• We developed an efficient and extensible strategy to produce the single-phase ternary NbSSe nanohybrids with defect-enrich microstructure.

• The anionic-Se doping play a key role in effectively modulating the electronic structure and surface chemistry of NbS₂ phase, including the increased interlayers distance (0.65 nm), the enhanced intrinsic electrical conductivity (3.23 × 10³ S m^-1) and extra electroactive defect sites.

• The NbSSe/NC composite as anode exhibits rapid Na+ diffusion kinetics and increased capacitance behavior for Na⁺ storage, resulting in high reversible capacity and excellent cycling stability.

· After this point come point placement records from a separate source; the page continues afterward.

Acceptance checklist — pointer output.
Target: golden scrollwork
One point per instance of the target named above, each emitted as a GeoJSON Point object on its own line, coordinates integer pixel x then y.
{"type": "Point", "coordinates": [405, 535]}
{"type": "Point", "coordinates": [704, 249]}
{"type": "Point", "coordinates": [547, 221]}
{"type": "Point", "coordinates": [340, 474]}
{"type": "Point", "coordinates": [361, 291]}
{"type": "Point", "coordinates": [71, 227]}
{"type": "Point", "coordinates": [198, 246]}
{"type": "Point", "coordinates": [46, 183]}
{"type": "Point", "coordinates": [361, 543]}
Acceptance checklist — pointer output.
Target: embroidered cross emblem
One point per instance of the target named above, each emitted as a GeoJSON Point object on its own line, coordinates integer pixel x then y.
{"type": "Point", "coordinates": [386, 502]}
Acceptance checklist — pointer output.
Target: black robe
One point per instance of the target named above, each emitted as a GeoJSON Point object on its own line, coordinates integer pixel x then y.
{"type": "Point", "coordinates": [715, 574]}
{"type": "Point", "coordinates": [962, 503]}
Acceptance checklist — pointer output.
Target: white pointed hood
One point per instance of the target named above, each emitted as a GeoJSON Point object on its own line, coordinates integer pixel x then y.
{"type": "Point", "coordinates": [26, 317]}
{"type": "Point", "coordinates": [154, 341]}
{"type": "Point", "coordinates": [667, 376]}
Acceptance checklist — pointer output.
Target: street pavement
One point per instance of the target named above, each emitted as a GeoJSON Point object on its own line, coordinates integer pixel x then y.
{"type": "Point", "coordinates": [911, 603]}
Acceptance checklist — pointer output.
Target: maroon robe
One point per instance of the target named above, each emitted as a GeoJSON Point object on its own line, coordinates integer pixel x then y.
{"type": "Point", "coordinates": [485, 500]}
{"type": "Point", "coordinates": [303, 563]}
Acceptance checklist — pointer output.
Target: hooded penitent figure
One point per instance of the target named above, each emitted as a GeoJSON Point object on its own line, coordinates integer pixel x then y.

Sodium-based dual-ion batteries (SDIBs) have gained tremendous attention due to their virtues of high operating voltage and low cost, yet it remains a tough challenge for the development of ideal anode material of SDIBs featuring with high kinetics and long durability. Herein, we report the design and fabrication of N-doped carbon film-modified niobium sulfur–selenium (NbSSe/NC) nanosheets architecture, which holds favorable merits for Na⁺ storage of enlarged interlayer space, improved electrical conductivity, as well as enhanced reaction reversibility, endowing it with high capacity, high-rate capability and high cycling stability. The combined electrochemical studies with density functional theory calculation reveal that the enriched defects in such nanosheets architecture can benefit for facilitating charge transfer and Na⁺ adsorption to speed the electrochemical kinetics. The NbSSe/NC composites are studied as the anode of a full SDIBs by pairing the expanded graphite as cathode, which shows an impressively cyclic durability with negligible capacity attenuation over 1000 cycles at 0.5 A g⁻¹, as well as an outstanding energy density of 230.6 Wh kg⁻¹ based on the total mass of anode and cathode.

• 我们开发了一种高效且可扩展的策略来生产具有缺陷丰富微观结构的单相三元 NbSSe 纳米杂化物。

• 阴离子Se掺杂在有效调节NbS ₂相的电子结构和表面化学方面发挥着关键作用，包括增加层间距离（0.65 nm）、增强本征电导率（3.23 × 10 ³ S m ^-1）和额外的电导率。电活性缺陷位点。

• NbSSe/NC复合材料作为阳极表现出快速的Na+扩散动力学和增加的Na ⁺存储电容行为，从而产生高可逆容量和优异的循环稳定性。

钠基双离子电池（SDIB）因其工作电压高、成本低等优点而受到广泛关注，但开发具有高动力学和长耐久性的理想SDIB负极材料仍然是一个严峻的挑战。在此，我们报道了氮掺杂碳膜修饰的铌硫硒（NbSSe/NC）纳米片结构的设计和制造，该结构具有扩大层间空间、提高导电性和增强反应的Na ⁺存储的有利优点可逆性，赋予其高容量、高倍率性能和高循环稳定性。电化学研究与密度泛函理论计算相结合表明，这种纳米片结构中的富集缺陷有利于促进电荷转移和Na ⁺吸附，从而加速电化学动力学。通过将膨胀石墨配对作为阴极，研究了 NbSSe/NC 复合材料作为全 SDIB 的阳极，其表现出令人印象深刻的循环耐久性，在 0.5 A g ^-1下超过 1000 次循环的容量衰减可忽略不计，以及出色的能量密度230.6 Wh kg ^-1基于阳极和阴极的总质量。